Whiteness as a is a socio-political identity characterized by expectations, conscious and/or unconscious, of power and privileges that are granted to individuals or groups conferred into a White racial classification. This identity was born out of historic conditions (e.g. laws, policies, and practices) that gave rise to a racial hierarchy in the U.S., granting social, political, and economic privileges to people considered “White” and created the expectation that these advantages should continue. This hierarchy and related structural advantages persist today.
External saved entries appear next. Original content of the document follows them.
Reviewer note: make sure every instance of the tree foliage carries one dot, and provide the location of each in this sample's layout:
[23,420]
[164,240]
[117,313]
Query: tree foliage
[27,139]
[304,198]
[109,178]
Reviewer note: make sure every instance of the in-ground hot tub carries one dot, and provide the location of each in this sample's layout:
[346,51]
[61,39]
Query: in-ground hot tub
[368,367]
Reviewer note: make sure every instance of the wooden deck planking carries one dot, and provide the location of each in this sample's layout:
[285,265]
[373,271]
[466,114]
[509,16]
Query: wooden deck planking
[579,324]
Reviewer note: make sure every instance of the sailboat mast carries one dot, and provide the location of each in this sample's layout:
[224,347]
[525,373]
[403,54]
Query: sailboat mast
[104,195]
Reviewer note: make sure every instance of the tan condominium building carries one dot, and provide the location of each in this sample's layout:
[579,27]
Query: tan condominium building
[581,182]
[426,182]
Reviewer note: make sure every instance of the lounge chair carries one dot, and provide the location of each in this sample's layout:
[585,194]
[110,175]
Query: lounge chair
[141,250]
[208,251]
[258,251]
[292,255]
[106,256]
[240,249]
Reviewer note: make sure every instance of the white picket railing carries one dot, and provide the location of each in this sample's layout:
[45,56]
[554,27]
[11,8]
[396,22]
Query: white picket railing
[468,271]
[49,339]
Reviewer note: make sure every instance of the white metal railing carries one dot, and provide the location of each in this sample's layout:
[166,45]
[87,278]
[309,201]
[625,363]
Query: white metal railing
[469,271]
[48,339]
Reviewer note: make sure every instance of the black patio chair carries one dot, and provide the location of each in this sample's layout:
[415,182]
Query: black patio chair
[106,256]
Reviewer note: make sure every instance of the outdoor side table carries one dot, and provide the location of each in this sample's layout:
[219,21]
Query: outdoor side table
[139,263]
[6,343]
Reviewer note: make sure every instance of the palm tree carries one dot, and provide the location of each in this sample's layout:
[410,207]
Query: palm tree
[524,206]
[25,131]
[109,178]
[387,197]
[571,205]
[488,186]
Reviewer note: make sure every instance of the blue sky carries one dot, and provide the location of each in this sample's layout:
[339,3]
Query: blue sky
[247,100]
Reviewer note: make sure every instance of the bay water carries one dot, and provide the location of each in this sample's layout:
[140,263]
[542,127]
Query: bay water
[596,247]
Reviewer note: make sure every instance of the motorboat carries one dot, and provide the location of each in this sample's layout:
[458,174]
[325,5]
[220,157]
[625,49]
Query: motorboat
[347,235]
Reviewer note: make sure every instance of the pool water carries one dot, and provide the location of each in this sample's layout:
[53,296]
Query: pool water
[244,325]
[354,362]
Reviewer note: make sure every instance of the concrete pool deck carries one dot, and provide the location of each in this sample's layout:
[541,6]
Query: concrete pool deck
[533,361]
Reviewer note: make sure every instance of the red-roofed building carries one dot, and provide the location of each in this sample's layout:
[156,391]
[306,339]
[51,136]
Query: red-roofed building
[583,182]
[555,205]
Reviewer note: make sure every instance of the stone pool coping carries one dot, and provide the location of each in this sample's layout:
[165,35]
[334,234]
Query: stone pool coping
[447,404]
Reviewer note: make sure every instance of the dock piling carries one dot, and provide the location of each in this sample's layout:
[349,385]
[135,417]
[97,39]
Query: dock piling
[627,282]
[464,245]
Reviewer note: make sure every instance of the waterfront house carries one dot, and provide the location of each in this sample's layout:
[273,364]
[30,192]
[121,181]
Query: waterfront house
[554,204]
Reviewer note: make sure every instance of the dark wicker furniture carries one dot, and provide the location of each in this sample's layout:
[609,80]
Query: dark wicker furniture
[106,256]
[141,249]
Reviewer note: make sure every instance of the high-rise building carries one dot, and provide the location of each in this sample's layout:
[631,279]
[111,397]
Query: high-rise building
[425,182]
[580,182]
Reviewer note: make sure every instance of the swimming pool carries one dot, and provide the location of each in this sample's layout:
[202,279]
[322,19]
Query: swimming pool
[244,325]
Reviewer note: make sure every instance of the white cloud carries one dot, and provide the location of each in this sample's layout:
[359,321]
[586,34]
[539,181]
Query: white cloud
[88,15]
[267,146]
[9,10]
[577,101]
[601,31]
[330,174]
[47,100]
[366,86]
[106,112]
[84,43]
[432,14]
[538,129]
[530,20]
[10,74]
To subvert Whiteness, activists, educators, and scholars created White privilege (and other related) interventions seeking to illuminate the power inherent in Whiteness. However, these psychologically focused (implicit bias) interventions frequently fail to alter the systemic conditions that perpetuate and reinforce White privilege and BIPOC oppression. To address this issue, we provide a framework that takes a systems approach to subverting White dominance. Bringing together critical Whiteness and systems change theories, we provide readers with a framework designed to alter systems’ and settings’ relationship to Whiteness. Specifically, we detail how interventions may be successful in altering White dominated spaces by (1) defining local patterns of racial privilege/oppression and the system conditions reinforcing them; (2) designing interventions to disrupt and realign these system conditions to promote equity; (3) implementing interventions in ways that uphold justice; and (4) redefining patterns of privilege/oppression and system conditions to learn if efforts are starting to make a difference. We conclude by providing recommendations to change agents, stakeholders, and researchers.